令和5年度入試が終わりました。公立高校の入試問題はどんな傾向でしょうか。
先生方は当然、自校の所在地の公立高校入試はご覧になっているはずです。では、それ以外の都道府県の問題はどうでしょうか。全国的に数年前と比較してどのような方向に変化し、今後どうなっていくと予測できるでしょうか。
自校の入試問題を今後変えていくかどうかにかかわらず、変化をつかんでおくことは非常に重要です。我々もまだ令和5年度の入試問題については分析中ですが、数年単位でみるとさまざまな変化が見受けられます。たとえば国語であれば、複数の文章を組み合わせた出題や、文章と関連する資料をもとに考察させるなど、単一素材のみの読解でない形式が増えています。社会は1つの大問で地理・歴史・公民を融合させた問題も見受けられます。英語では資料の内容を読み取り、考察した内容を書かせる英作文が出題されています。数学ではPCやタブレットの描写ソフトを用いて点や線分を動かす設定の問題が増えました。理科の実験に関する問題では、初めに仮説を立てそれを実証していくスタイルが多く見受けられます。
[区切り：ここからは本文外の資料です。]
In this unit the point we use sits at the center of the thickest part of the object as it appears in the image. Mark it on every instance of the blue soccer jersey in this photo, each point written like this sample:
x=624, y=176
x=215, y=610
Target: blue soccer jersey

こうした変化は、「受験生に求める力」が変化していることによって生まれます。新たな形式をとることにどんな意味があるのか、どんな力を測ろうとしているのか、自校の教育方針と併せて考えるとこのような出題も今後取り入れていくべきかもしれない……などと考察することが、今やっておくべきことです。
もちろん、公立校の新しい傾向に合わせて入試問題を常に変えていくべきだということではありません。傾向が大きく変わると受験生が対策できないというリスクもありますし、自校のこだわる部分は堅持すべきです。ただ、入試問題は経年変化を調査するためのものではありません。学校が求める力を受験生が有しているかどうかを測るものです。
常に新しい問題を見て分析すること、広く全国の問題を見て傾向をつかむこと。入試問題の作問者には、こうした視点と研究に費やす時間がどうしても必要なのです。